We like maple syrup. We like the way it tastes, the way it fills in all the little square holes in our waffles and the way the maple-syrup season heralds the coming of spring each year, just when we are so tired of winter we can barely stand it.

Prove us wrong if you can, but we believe that, pound for pound, there is nothing so sweet, straightforward, natural and authentic as Maine maple syrup.

It has only one ingredient and that comes from a tree. It is produced with the same basic process used by the native Americans hundreds of years before Columbus landed.

Actually, that last part may be stretching things just a little, since native Americans made syrup by dropping hot rocks into thick wooden containers filled with sap, according to the Maine Maple Producers Association.

Modern operations use vacuum tubes to collect the sap, and huge oil-fired evaporators to reduce it to syrup.

Nevertheless, the essentials are the same -- 40 gallons of sap in each sticky sweet gallon of syrup.

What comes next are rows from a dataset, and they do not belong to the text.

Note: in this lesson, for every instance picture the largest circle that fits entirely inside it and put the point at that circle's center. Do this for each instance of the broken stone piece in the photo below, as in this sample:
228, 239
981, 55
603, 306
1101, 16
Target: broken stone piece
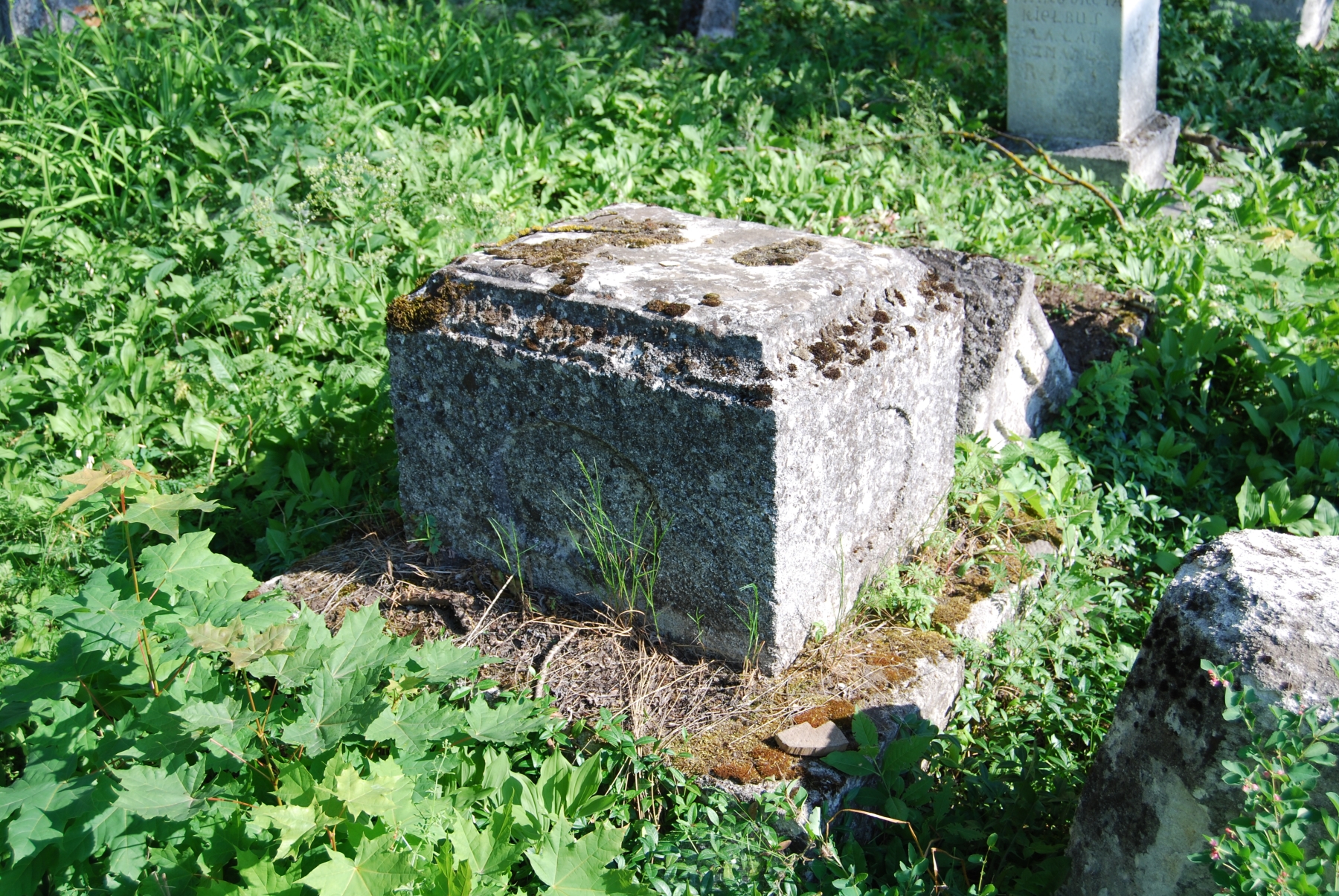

Nor can that sap be found just anywhere. The right kind only comes from trees that grow in a climate with the correct range of temperatures, which means it is one industry that will never be out-sourced to India or China.

So take your friends, your children or just yourself to a maple syrup producer near you this Maine Maple Sunday -- always the fourth Sunday in March, this year March 23.

It has been a long winter. You have earned it.